For Hedra, the fundraise video doubled as a demo of the startup’s digital avatars. Founder Michael Lingelbach appears in a range of styles: Studio Ghibli, Pixar, and a hyperreal, slightly more jacked version of himself sporting a gold chain inspired by Mark Zuckerberg’s tech-bro glow-up.
Hedra
“Even this video was made in a fraction of the time it would’ve taken otherwise,” Lingelbach says in the video, while appearing as a crochet doll version of himself, seated on a yarn-woven couch.
A marketing employee wrote the script, Hedra’s own multimodal model generated the voiceover, and a freelance editor stitched it all together. Lingelbach wouldn’t say what it cost — only that “people spend a scarily large fraction of their seed round on these kinds of things.” His advice to other founders was to get bids from multiple studios.

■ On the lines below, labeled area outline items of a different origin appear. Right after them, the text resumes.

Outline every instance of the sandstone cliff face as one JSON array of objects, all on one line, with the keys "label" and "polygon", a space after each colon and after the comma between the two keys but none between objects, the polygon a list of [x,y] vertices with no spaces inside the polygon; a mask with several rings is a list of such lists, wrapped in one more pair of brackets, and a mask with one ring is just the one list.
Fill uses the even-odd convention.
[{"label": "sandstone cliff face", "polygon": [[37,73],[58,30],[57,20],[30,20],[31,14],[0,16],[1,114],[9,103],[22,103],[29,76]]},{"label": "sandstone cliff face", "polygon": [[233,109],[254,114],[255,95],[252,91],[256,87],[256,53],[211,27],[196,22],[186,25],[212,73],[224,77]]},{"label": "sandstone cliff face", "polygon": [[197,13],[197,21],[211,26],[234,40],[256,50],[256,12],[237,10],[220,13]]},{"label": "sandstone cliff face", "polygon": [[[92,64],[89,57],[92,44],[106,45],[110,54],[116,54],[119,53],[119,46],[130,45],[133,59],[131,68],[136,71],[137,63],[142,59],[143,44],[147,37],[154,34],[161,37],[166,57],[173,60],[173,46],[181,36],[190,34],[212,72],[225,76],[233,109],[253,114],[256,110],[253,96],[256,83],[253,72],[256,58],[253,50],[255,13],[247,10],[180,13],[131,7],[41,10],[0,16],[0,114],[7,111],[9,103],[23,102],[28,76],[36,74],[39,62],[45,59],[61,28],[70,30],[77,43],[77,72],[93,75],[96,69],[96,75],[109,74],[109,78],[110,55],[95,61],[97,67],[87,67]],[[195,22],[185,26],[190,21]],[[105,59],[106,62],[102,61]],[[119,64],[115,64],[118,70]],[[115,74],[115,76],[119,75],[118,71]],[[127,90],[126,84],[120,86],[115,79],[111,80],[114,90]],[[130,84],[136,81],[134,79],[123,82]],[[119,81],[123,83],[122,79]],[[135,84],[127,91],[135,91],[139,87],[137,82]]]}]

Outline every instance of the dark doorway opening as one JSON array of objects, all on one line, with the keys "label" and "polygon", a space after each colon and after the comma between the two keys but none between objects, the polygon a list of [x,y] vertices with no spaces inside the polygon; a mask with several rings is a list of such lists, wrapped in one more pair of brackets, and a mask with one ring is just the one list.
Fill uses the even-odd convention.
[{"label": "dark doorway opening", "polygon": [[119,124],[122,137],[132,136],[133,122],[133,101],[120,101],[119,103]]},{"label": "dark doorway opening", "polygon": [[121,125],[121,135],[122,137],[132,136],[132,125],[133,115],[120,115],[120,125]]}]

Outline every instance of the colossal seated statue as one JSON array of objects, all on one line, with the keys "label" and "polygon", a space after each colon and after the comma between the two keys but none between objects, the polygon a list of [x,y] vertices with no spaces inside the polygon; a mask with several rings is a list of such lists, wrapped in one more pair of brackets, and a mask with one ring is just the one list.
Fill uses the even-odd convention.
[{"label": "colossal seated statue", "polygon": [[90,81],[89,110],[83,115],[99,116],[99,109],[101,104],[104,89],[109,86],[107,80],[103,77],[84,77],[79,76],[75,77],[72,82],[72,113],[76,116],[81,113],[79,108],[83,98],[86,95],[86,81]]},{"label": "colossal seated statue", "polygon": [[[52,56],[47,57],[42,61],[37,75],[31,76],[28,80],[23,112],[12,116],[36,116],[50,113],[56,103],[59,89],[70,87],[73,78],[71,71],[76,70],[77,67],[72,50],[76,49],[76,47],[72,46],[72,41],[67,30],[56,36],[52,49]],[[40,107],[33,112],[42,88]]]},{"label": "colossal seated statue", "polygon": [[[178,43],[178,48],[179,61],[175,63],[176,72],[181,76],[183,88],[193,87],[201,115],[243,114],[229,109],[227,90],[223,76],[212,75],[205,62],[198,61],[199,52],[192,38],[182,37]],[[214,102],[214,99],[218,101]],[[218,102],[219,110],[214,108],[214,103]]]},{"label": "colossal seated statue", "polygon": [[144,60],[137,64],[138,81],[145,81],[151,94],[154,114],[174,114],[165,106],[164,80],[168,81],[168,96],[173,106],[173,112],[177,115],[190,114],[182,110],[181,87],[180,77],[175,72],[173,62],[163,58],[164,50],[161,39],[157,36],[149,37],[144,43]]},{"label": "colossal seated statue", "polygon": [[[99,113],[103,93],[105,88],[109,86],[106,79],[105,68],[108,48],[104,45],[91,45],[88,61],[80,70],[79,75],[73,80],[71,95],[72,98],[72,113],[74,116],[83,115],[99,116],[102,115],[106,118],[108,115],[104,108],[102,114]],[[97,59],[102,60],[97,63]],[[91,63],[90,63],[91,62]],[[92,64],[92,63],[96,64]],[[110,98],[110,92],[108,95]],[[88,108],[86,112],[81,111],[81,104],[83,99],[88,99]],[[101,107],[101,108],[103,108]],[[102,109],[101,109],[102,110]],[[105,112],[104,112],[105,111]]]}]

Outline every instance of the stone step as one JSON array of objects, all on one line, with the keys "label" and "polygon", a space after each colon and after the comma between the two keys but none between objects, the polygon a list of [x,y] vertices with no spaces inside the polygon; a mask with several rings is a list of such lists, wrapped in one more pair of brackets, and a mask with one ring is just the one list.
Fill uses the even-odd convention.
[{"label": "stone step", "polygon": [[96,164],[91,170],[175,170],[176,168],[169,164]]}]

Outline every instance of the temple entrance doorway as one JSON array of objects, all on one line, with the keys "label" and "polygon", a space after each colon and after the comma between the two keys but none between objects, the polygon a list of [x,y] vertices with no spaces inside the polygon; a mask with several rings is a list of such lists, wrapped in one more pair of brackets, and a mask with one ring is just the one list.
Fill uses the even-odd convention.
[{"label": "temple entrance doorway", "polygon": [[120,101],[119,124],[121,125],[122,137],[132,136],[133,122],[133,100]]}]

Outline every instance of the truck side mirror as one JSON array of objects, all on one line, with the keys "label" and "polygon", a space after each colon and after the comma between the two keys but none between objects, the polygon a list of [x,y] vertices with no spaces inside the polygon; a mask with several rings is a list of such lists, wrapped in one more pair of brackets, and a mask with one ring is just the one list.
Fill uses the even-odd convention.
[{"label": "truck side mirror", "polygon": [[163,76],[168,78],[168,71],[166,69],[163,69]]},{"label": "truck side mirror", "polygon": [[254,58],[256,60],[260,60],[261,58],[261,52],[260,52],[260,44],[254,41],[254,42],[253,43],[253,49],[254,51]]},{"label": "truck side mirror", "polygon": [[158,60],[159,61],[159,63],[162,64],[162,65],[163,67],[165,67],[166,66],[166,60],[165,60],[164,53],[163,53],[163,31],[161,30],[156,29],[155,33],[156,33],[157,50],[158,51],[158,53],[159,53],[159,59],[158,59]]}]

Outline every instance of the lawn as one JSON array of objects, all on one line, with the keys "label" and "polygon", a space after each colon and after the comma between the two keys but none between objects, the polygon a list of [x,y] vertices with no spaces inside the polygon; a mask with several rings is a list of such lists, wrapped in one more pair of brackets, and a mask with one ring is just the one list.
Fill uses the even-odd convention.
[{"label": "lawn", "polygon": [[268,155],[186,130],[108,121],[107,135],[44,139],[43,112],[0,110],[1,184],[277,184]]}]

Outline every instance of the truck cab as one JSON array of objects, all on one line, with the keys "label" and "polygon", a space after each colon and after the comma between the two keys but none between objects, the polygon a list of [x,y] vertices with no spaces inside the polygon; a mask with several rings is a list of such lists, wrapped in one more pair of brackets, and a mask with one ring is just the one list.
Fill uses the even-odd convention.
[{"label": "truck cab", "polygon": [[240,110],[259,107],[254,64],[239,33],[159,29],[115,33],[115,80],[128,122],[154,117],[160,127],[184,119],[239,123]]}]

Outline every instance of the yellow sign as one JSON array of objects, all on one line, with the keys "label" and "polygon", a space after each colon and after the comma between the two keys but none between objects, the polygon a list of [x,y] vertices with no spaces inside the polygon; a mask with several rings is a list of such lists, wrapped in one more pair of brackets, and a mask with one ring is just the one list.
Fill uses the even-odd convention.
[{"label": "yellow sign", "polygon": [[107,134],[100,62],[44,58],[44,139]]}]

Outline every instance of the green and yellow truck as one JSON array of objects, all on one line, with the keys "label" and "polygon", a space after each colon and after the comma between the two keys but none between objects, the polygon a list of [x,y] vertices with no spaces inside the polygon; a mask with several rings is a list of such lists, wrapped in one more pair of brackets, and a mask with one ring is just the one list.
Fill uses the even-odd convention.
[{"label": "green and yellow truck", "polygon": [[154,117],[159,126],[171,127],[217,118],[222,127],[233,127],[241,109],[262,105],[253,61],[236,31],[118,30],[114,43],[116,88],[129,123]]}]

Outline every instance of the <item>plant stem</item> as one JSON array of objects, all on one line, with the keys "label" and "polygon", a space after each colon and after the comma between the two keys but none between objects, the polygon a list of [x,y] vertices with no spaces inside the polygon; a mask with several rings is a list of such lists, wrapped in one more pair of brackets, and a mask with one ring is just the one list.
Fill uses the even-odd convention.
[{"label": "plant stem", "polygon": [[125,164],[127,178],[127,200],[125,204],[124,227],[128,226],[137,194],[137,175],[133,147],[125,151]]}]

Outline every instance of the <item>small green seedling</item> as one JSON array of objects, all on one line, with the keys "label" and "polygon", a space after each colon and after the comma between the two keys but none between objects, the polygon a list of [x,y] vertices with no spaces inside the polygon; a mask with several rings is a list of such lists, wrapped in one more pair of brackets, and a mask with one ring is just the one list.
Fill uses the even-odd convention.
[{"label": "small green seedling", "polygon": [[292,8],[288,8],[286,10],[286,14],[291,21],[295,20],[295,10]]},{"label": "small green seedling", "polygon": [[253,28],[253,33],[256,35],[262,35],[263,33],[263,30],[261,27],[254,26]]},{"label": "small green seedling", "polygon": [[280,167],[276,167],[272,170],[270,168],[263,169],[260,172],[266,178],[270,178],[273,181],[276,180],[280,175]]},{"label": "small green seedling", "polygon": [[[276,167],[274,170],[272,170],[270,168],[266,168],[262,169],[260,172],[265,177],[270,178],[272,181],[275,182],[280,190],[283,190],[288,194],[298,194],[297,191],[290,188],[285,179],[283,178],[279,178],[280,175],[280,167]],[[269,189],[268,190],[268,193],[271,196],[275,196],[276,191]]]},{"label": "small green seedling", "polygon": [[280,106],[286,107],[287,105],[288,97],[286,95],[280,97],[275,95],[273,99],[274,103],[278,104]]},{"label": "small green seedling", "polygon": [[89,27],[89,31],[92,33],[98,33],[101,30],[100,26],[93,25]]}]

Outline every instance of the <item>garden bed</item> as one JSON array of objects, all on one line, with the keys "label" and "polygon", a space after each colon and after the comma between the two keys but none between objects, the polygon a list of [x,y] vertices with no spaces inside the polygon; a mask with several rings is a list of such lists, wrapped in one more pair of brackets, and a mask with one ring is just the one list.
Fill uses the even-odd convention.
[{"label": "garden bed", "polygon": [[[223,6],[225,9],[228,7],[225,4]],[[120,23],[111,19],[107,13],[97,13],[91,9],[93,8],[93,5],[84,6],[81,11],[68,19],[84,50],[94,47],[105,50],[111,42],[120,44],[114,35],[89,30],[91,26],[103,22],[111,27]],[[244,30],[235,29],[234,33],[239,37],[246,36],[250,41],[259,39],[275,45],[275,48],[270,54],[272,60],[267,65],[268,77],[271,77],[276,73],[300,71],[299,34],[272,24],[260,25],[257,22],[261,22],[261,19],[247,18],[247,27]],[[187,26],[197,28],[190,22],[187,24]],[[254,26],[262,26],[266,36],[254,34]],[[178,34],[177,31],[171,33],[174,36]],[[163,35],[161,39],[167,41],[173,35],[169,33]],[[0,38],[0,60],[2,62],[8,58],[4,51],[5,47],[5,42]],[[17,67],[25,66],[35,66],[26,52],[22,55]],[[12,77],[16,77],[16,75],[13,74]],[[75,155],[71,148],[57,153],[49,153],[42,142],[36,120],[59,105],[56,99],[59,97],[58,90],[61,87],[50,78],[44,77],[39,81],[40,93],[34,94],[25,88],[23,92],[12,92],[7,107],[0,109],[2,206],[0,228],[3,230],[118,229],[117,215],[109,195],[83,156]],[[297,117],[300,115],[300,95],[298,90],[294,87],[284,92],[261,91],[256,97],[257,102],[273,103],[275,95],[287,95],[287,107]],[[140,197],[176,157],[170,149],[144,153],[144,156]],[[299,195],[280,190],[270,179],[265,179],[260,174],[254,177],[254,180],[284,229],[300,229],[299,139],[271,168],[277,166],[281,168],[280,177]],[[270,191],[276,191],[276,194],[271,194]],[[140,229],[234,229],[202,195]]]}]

The trend has taken off since last fall, said freelance director Nicholas Carpo, when he produced his first fundraise video for a “Tinder for jobs” app. Since then, he’s averaged two to three videos a month for startups between seed and Series B.
Budgets range from $10,000 to $90,000, Carpo said, depending on how ambitious the concept is and how many people it takes to pull off. That’s an industry range, not necessarily his own pricing.
For some startups, a fundraise video isn’t just for show. It might catch the eye of a new customer or a hard-to-hire engineer. Going viral might prompt a blue-chip investor to slide into the company’s DMs.
First impressions in startup land don’t come cheap — or twice. “You only come out of stealth once,” Carpo said. “If you don’t get it right, your chances of making it to the next stage are tougher.”